The international community must take steps to prevent this. Toward that end, it must start at the beginning, namely the 1988 massacre and the early careers of leading Iranian officials. For years, critics of the Iranian regime have been calling out for a formal, international investigation into that massacre, which might result in the filing of charges against leading participants at the International Criminal Court.
Raisi’s “election” and Ejei’s subsequent promotion make such an investigation more imperative than ever, but sadly that has not been the EU’s policy so far. On the contrary, EU foreign policy chief Josep Borrell is sending his deputy, Enrique Mora, to attend Raisi’s inauguration, thereby implicitly endorsing it.

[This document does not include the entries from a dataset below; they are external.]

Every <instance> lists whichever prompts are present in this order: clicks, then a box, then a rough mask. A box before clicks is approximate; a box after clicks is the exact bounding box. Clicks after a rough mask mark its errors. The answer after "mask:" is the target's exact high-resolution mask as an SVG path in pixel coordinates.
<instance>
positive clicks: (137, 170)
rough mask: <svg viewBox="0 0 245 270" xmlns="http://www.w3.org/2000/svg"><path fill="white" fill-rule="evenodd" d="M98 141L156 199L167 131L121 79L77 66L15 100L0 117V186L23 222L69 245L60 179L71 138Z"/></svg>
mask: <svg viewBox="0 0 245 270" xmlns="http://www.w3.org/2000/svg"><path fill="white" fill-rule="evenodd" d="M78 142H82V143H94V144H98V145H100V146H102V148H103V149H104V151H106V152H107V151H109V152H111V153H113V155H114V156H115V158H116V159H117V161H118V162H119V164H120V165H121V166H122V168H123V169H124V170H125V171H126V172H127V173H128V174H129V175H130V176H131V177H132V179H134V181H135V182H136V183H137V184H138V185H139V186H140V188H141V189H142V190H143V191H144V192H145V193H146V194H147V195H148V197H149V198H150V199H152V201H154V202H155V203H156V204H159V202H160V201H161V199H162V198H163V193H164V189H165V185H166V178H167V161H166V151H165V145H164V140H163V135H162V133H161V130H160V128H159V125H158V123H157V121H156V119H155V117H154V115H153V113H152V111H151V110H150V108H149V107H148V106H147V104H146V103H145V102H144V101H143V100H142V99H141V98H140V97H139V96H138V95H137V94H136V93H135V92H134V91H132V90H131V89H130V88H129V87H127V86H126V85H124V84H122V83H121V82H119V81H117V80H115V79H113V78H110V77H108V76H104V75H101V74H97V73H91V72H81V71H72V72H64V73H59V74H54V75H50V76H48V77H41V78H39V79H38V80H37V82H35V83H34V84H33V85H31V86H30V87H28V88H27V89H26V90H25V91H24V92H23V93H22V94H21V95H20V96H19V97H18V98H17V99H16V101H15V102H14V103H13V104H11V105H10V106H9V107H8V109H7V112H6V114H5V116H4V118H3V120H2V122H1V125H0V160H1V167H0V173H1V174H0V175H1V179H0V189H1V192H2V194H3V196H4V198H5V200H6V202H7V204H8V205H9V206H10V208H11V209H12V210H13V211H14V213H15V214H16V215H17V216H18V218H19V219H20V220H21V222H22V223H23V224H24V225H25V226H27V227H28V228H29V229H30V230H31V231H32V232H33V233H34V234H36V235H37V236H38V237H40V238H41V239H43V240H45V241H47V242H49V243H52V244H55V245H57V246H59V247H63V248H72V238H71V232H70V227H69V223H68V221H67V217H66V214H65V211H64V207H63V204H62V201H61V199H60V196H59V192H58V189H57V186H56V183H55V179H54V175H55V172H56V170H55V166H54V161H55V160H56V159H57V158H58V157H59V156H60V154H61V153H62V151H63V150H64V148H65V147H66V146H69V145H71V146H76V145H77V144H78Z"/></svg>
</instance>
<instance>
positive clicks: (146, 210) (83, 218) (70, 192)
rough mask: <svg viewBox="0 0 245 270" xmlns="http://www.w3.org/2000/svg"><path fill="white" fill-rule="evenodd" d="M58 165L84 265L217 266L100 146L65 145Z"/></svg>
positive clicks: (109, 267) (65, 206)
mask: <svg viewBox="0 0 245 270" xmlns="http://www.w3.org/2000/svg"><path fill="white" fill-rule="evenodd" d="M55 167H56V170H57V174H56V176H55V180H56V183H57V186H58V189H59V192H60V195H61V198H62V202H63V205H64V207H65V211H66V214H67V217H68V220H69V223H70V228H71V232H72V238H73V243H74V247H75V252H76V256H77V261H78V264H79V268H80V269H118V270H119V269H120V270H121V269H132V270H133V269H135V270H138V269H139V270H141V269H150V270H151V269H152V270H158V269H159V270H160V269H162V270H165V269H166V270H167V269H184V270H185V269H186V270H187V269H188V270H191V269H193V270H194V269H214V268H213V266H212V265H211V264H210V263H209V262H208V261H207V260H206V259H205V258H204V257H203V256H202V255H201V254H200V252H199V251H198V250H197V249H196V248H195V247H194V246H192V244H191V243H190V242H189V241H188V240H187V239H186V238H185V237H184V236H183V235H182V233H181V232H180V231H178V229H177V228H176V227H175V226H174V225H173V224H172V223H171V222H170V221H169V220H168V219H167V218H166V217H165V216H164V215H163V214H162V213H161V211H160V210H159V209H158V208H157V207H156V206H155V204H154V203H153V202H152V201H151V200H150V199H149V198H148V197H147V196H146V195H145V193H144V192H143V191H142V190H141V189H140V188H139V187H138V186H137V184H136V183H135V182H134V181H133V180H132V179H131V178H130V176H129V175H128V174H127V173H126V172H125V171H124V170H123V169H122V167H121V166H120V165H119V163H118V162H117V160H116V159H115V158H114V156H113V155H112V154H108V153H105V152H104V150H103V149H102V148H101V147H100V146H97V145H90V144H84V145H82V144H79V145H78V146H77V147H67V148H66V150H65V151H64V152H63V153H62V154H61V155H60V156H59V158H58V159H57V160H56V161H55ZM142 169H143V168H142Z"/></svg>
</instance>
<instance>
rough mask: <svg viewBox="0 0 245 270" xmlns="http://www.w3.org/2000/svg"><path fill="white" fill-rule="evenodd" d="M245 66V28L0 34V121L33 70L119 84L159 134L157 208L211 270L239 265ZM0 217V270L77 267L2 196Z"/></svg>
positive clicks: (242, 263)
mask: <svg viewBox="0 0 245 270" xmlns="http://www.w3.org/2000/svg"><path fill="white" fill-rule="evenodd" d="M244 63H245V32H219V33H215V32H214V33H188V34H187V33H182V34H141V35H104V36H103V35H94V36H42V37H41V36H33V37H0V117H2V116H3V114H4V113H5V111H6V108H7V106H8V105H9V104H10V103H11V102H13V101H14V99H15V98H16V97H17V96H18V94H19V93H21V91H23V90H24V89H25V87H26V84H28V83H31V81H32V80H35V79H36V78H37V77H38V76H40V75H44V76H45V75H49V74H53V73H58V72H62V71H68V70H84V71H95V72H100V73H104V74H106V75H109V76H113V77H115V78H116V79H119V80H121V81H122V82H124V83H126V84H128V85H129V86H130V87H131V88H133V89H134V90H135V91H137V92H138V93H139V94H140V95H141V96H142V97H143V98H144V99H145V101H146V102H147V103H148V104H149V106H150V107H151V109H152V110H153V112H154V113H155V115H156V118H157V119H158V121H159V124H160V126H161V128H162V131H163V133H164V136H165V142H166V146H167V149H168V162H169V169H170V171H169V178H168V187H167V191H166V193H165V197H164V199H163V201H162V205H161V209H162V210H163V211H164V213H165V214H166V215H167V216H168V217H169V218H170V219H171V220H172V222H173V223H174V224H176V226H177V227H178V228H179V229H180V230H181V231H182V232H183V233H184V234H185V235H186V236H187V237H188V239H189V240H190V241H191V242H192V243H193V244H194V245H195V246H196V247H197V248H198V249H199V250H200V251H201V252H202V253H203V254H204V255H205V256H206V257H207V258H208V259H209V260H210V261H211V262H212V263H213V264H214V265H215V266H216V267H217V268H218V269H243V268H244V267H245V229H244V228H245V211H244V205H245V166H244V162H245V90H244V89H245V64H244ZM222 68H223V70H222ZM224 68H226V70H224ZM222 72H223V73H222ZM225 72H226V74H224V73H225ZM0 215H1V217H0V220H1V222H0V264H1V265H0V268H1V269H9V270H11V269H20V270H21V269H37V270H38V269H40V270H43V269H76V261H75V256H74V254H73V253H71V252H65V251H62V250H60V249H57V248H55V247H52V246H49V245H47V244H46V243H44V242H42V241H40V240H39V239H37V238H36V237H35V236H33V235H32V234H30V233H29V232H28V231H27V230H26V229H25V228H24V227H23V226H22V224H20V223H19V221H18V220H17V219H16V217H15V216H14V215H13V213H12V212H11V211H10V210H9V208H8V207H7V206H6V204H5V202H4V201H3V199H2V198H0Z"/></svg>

This is an insult to the Iranian people, and as the NCRI’s statement said, “Legitimizing the presidency of someone with a long record of genocide and crimes against humanity is a mockery of democracy and the universal principles of human rights that underpin the emergence of the European Union and for which tens of millions died in Europe in the twentieth century.”
And, as the International Committee in Search of Justice (ISJ) tweeted, “Instead of sending Enrique Mora to Iran to attend the inauguration of Riasi, EU leaders must apply Magnitsky Act for his role in the 1988 massacre. Participation in this damn ceremony will encourage Raisi to ask for more in the nuclear deal. It will not soften a mass murderer.”